Training feature classifier after q2-fragment insertion

Li-Fang_Yeo · October 16, 2020, 6:00am

Hi,

I have two set of data, one sequenced on Illumina V3-V4 and another on V4 (515F/806R) primers. I used q2-fragment-insertion to produce an insertion-tree.qza to combine both sets.

I want to train feature classifier with q2-feature-classifier. Is it correct if I trained the classifier on V3-V4 primers? I am assuming both the primers have an overlap at V4 region? Otherwise how should i train the feature classifier?

Another question is, I read in the forum (Reads processing with different primers - #3 by Lu_Yang) that q2-fragment-insertion isn't recommended for regions that have overlap. Could you please elaborate? Because i suppose my set of data has an overlapping V4 region, so i shouldn't use fragment insertion?

Thank you!

andrewsanchez · October 16, 2020, 9:43pm

Hi @Li-Fang_Yeo, and welcome to the forum!

I think this note from the Moving Pictures Tutorial says it all:

Taxonomic classifiers perform best when they are trained based on your specific sample preparation and sequencing parameters, including the primers that were used for amplification and the length of your sequence reads. Therefore in general you should follow the instructions in Training feature classifiers with q2-feature-classifier to train your own taxonomic classifiers. We provide some common classifiers on our data resources page, including Silva-based 16S classifiers, though in the future we may stop providing these in favor of having users train their own classifiers which will be most relevant to their sequence data.

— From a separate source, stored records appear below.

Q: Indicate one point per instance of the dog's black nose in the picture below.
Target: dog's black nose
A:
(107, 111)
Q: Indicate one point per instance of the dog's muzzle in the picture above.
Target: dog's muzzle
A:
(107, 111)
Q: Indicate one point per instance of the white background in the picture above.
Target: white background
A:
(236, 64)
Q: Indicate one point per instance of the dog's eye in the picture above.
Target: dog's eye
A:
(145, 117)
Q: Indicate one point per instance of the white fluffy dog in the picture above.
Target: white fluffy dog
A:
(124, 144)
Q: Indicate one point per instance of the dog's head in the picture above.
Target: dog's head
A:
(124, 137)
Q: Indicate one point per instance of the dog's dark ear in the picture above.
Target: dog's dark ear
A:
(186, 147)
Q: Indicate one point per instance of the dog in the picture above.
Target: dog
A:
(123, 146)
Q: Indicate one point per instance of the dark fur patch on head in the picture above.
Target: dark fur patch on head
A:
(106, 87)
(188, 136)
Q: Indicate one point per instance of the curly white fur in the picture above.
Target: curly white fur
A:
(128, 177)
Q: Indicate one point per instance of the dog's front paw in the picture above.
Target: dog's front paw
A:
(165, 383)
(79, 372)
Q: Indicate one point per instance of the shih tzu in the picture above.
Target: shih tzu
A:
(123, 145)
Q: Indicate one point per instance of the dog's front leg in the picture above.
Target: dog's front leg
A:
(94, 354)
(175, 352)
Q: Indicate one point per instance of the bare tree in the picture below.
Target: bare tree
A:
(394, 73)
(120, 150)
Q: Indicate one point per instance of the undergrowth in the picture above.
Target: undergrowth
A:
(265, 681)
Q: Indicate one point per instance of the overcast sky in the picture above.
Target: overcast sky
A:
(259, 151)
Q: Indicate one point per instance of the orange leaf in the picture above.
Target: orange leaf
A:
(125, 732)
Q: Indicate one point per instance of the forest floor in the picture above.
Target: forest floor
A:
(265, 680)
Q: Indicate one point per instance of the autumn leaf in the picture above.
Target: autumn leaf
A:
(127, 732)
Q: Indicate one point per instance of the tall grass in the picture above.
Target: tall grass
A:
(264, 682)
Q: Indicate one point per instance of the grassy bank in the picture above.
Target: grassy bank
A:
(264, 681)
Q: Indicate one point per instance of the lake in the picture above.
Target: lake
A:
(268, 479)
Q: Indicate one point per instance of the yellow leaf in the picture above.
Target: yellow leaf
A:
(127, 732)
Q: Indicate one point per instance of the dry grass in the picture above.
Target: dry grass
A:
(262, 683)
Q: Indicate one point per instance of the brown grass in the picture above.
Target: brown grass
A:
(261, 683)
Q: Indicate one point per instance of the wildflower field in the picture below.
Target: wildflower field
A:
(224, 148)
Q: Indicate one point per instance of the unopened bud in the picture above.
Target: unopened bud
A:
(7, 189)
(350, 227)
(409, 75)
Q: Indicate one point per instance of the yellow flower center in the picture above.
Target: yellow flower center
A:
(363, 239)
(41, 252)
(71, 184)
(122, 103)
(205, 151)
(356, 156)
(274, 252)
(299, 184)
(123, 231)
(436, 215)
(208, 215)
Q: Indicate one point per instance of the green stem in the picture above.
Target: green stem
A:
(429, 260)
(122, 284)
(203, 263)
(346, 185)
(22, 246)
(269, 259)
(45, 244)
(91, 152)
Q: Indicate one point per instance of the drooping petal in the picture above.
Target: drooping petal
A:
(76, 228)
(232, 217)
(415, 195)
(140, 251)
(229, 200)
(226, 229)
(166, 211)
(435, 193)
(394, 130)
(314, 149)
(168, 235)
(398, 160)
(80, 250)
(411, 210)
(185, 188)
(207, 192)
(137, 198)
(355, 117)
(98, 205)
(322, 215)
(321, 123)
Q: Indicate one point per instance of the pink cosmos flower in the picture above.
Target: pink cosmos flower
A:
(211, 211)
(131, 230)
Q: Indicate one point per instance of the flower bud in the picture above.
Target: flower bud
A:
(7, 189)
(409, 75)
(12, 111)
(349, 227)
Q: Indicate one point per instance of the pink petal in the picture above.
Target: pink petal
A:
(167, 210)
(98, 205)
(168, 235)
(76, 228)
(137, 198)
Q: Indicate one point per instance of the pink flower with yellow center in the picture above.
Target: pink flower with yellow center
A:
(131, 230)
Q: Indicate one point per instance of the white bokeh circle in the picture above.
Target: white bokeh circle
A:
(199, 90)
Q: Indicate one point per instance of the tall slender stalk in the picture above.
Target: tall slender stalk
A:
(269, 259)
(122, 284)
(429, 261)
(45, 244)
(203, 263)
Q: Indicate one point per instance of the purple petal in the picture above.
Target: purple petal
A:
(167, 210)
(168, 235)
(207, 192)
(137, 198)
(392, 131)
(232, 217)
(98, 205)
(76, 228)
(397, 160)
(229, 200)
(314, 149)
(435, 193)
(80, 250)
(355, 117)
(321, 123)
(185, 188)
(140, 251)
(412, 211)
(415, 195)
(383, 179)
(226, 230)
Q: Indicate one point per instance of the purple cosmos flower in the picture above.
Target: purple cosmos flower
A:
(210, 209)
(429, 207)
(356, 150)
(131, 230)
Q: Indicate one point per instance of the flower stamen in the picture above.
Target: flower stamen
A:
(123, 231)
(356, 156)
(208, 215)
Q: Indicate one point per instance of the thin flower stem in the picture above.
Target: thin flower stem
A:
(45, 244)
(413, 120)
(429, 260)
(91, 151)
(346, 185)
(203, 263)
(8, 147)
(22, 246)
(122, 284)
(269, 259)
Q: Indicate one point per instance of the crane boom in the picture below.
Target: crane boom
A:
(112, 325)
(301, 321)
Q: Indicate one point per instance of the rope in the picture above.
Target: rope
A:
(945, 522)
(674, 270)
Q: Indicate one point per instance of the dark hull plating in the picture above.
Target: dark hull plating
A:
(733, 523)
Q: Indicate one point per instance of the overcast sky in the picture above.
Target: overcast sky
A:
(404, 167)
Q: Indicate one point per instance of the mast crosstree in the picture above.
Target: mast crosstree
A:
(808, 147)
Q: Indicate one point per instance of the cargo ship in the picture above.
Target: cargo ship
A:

I'm not too sure about the second question, but I think Bod's answer here might be relevant as well: Extracting V4 region from V3-V4 data - #2 by Mehrbod_Estaki.

Li-Fang_Yeo · October 17, 2020, 1:58pm

Hi Andrew,

Thanks for replying! I've got it! I can train feature classifier separately for V3-V4 and V4 set, assign taxonomy before merging taxonomy using qiime feature-table merge-tax!

For the second question, that's the thread that i was following. Nicholas mentioned this
"@Mehrbod_Estaki’s suggestion is excellent (thank you for the suggestion!) — comparing datasets amplified with different primers is indeed what q2-fragment-insertion was designed for (to my knowledge). I would think that plugin would be most advantageous, however, when comparing datasets with non-overlapping amplicons. So you have other options."

I was wondering if the plugin was thus "disadvantegous" when comparing datasets WITH overlapping amplicons, and if that's what he meant then why? I couldn't find anything on the original paper.

Nicholas_Bokulich · October 17, 2020, 2:02pm

No it's not disadvantageous exactly, the emphasis shouls instead be placed on the "you have other options" part, because V3-V4 overlaps the V4, so trimming to the V4 could be another way to merge these. Why trim instead of using fragment insertion? Fragment insertion is great for beta diversity analyses when you have different primers, but it does not help with unifying other analyses like alpha diversity... trimming would throw out data (disadvantageous) but would allow you to compare both primer sets on "equal grounds". Just an opinion, though; I have not compared V3-4 to V4 myself so I could be overlooking something.

Li-Fang_Yeo · October 17, 2020, 3:20pm

Dear Nicholas,

Haha! Got it! Sorry i had to nitpick at your words, I was looking for clues to make informed decisions. Thank you very much! You guys have been immensely helpful!